HABITACIÓN 212 -LA VIDA NO VIVIDA
La nueva película del director y guionista francés, Christophe Honoré, Habitación 212, podría ocurrir antes, después, o incluso durante el confinamiento. Se trata de una comedia dramática de aliento teatral, pero también de gran inventiva visual y cinematográfica: Honoré tiene ideas de puesta en escena atrevidas y preciosas, que se aprovechan de que la historia ocurre seguramente en la mente de su protagonista. María es una mujer madura que se ve obligada a revisar su vida sentimental cuando su marido descubre, por casualidad, una infidelidad.
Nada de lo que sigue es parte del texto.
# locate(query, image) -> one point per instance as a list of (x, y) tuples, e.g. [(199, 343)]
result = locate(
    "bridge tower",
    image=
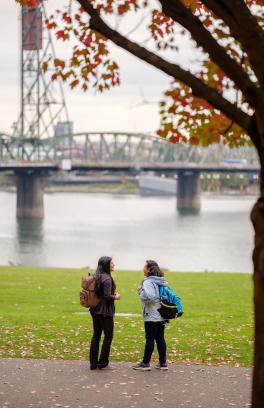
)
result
[(42, 106)]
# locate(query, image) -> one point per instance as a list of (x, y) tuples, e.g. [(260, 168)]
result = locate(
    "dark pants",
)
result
[(101, 324), (154, 331)]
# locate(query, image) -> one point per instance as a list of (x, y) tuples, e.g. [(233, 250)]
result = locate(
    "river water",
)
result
[(78, 228)]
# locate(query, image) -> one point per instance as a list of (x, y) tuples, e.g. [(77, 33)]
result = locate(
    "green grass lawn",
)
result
[(39, 317)]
Protagoniza Chiara Mastroianni, divertidísima y espectacularmente atractiva, que por este papel se llevó premio en Cannes, a la mejor actriz en la sección Un Certain Regard. María desencadena toda la historia con su desliz y decide mudarse, al menos por una noche, a una habitación de hotel justo enfrente del piso que comparte con su marido, Richard (Benjamin Biolay), que poco a poco gana terreno en el relato, para hacer repaso también de su trayectoria vital. Así la película se va llenando de recuerdos y de personajes; los pisos y las habitaciones, las puertas que se abren y se cierran, se convierten en metáforas de la memoria. Comedia divertida, sexy, muy francesa, Habitación 212 es una refrescante fantasía sobre el amor, algo nostálgica. Una historia sobre el pasado, sobre los caminos no tomados, sobre la vida no vivida y sobre las frustraciones que acompañan a las relaciones de pareja, a las que seguramente no se les debe pedir la felicidad plena, si es que eso existe realmente.